Genocidio degli armeni, anche il Bundestag chiamato a pronunciarsi
Roma. Il 24 aprile sarà solennemente ricordato, con una grande cerimonia nella capitale armena Erevan, il centenario del massacro degli armeni nell’Impero ottomano, gigantesca operazione di pulizia etnico-religiosa che comportò un milione e mezzo di morti e per la quale i governanti turchi, di ora e di sempre, rifiutano la definizione di “genocidio”. Sempre il 24 aprile, il Parlamento tedesco sarà chiamato a votare una mozione che commemora quegli eventi. “Il destino degli armeni durante la Prima guerra mondiale è esemplare dal punto di vista dei crimini di massa, delle epurazioni etniche, delle espulsioni di popolazione e dei genocidi del Ventesimo secolo”: la formula scelta dal progetto di risoluzione che sarà sottoposto al Bundestag non chiama direttamente “genocidio” la strage degli armeni ma di fatto la associa a quel crimine (fu del resto un ebreo russo-polacco, Raphael Lemkin, ad aver coniato la parola “genocidio” nel 1939, proprio riferendola agli armeni e senza sapere che avrebbe designato il destino degli ebrei d’Europa negli anni Quaranta). Chissà se, nel caso in cui fosse votata dal Bundestag, quella risoluzione comporterà anche per la Germania le violente reprimende con richiamo di ambasciatore già riservate al Vaticano dal presidente turco Erdogan (ancora ieri, il gran Muftì Mehmet Gormez ha definito “immorali” le parole con cui il Pontefice ha parlato domenica scorsa del genocidio degli armeni). C’è attesa, per l’eventuale pronunciamento che allineerebbe la Germania alla posizione dell’Unione europea e della Francia su una questione che da tempo ha travalicato i confini dell’interpretazione storiografica per diventare politica. La Germania ospita infatti la comunità turca all’estero estera più numerosa (tre milioni). E’ di origine turca anche il segretario dei Verdi tedeschi, il parlamentare europeo Cem Ozdemir, tra coloro che chiedono di chiamare chiaramente “genocidio” il massacro degli armeni.

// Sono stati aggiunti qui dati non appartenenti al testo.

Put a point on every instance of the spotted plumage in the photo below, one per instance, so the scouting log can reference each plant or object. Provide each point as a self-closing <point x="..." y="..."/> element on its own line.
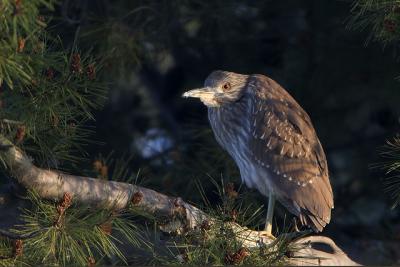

Nel frattempo, sul fronte diplomatico, va registrata una dichiarazione ufficiale del primo ministro turco, Ahmet Davutoglu: “Comprendiamo le vicissitudini, ricordiamo con rispetto gli armeni ottomani innocenti che hanno perso la vita e rivolgiamo il nostro profondo cordoglio ai loro discendenti”, si legge nella dichiarazione, dove si annuncia che “il 24 aprile di quest’anno sarà organizzata una cerimonia religiosa da parte del Patriarcato armeno e gli armeni ottomani saranno ricordati anche in Turchia, così come nel resto del mondo”. Una riedizione delle guardinghe “condoglianze” rivolte lo scorso anno dall’allora primo ministro Erdogan (ora presidente). Davutoglu si rammarica del fatto che ancora non sia possibile, per Armenia e Turchia, “commemorare insieme gli armeni ottomani con una cerimonia degna di entrambe le nazioni, ma non lesina le lamentele sulle “generalizzazioni” che addossano la responsabilità dei fatti del 1915 solo alla “nazione turca”. Il messaggio del premier si conclude così: “Ancora una volta commemoriamo con profondo rispetto gli armeni ottomani che hanno perso la vita nel 1915 durante i trasferimenti e condividiamo la sofferenza dei loro figli e nipoti”. Gli fa eco, da Washington, il ministro degli Esteri Mevlut Cavusoglu, che di fronte al Consiglio turco-americano ha dichiarato che “non possiamo concederci il lusso di mollare, né quest’anno né in quelli a venire”, perché la Turchia vuole arrivare con “pazienza e determinazione, a ristabilire un’empatia tra i due popoli” che a lungo hanno convissuto negli stessi territori. Un passo avanti, va detto, per chi a lungo ha negato l’esistenza stessa degli armeni delle zone da cui sono stati fatti fuori con la violenza dal 1915, abitate dagli armeni fin dalla notte dei tempi. Alla domanda su cosa ne pensasse della risoluzione del Parlamento europeo che riconosce il genocidio degli armeni, il ministro degli Esteri ha poi risposto che “non è vincolante”.